# Door window automatic drop feature not working on 2004 Beetle Convertible.



## toxpatton (Jul 19, 2009)

Hello,
Can anyone give advice on fixing the automatic window drop feature on my friend's '04 Beetle Convertible? I believe the problem is a switch located in the door latch assembly which is no longer working causing the window to not go up and down a little as it should when the door is opened and closed. Does that make sense as the likely cause? Is there anything else that could be wrong? Has anyone replaced the switch in question before?
Any help will be greatly appreciated.
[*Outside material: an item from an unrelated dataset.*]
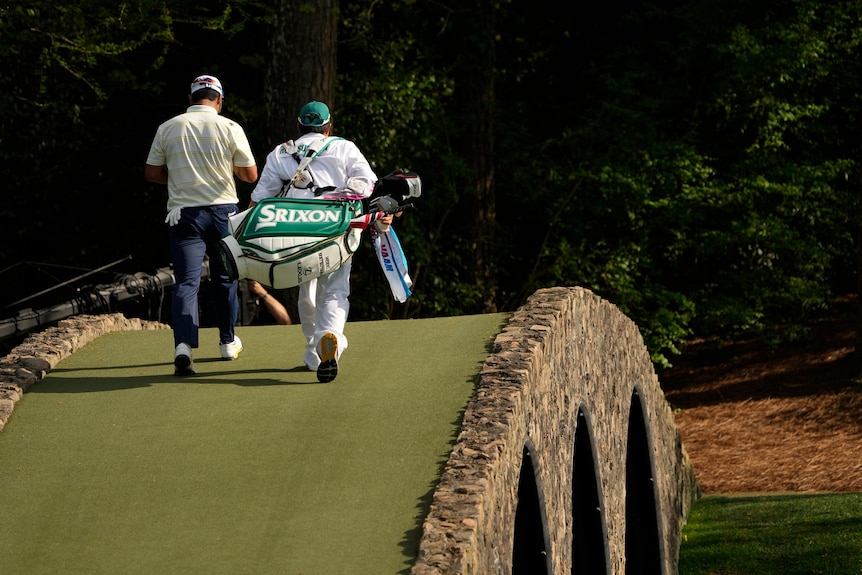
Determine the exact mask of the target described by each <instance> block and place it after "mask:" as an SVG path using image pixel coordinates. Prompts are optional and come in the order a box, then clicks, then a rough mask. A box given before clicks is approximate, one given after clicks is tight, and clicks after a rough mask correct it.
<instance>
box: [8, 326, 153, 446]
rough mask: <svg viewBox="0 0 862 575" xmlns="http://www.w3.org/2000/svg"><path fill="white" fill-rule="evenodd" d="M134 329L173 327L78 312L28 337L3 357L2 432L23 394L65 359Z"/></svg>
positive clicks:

Thanks!
Scott


----------



## vwbuggy (Jul 8, 2007)

*Re: Door window automatic drop feature not working on 2004 Beetle Convertible. (toxpatton)*

wow your first post and all to help a friend out cool http://****************.com/smile/emthup.gif 

sadly this is all i found using the search engine







maybe there might be something therehttp://forums.vwvortex.com/zerosearch
if you get a chance there might be something iun the FAQ, but i doubt it








look at my sig, every votes counts http://****************.com/smile/emthup.gif 
BUMP!!! can any one help out!!!


----------



## threetables (Jul 28, 2009)

Yes, you are correct. Its the latch switch. To remove the panel, you can look at this.
http://www.a1electric.com/vw.htm
I have not tried yet but on my way out now.


----------



## threetables (Jul 28, 2009)

*Re: (threetables)*

Done. Took me about an hour. You will need a 8mm 12 sided torque bit. It was $4 at O Reilly auto. Toughest part was disconnecting the latch wire to the exterior handle. I ended up bending the old latch wire hook on the switch so I could see what I was doing. Then it came right off.


----------



## toxpatton (Jul 19, 2009)

*Thanks to everyone...*

Thank you for reponding to my problem. Being a first timer here, I really appreciate the help, especially threetables. You told me pretty much exactly what I need to know, and it should be easy enough. I'm still working on getting the part and hoping the switch is separate form the latch mechanism. Sounds like it is, correct?


----------



## toxpatton (Jul 19, 2009)

*Just adding information I found out*

Well I finally got to change out the latch in my friend's '04 convertible. In doing so, I found out that to properly disconnect the cable from the outside door handle you must take out the key lock cylinder on the driver's door. This is done by backing off a set screw in the end of the door, placing the key in the lock and turning it, then jiggling and pulling the cylinder out using the key as a handle. Obviously, you would have to get the piece out of the same area on the passenger side door by other means of holding on to it since it doesn't have a key hole. After that, you can easily disconnect or reconnect the cable and slide the latch assembly in or out. You have to be careful to put the cable end back in the door handle in the correct spot for adjustment or else the lock will not work properly when everything is buttoned back up. Luckily, after pulling the lock cylinder and cable once it was easy to do again to make the adjustment. Now, with the new latch installed the window drop feature works perfectly again along with everything else on the car.
Thanks again!


----------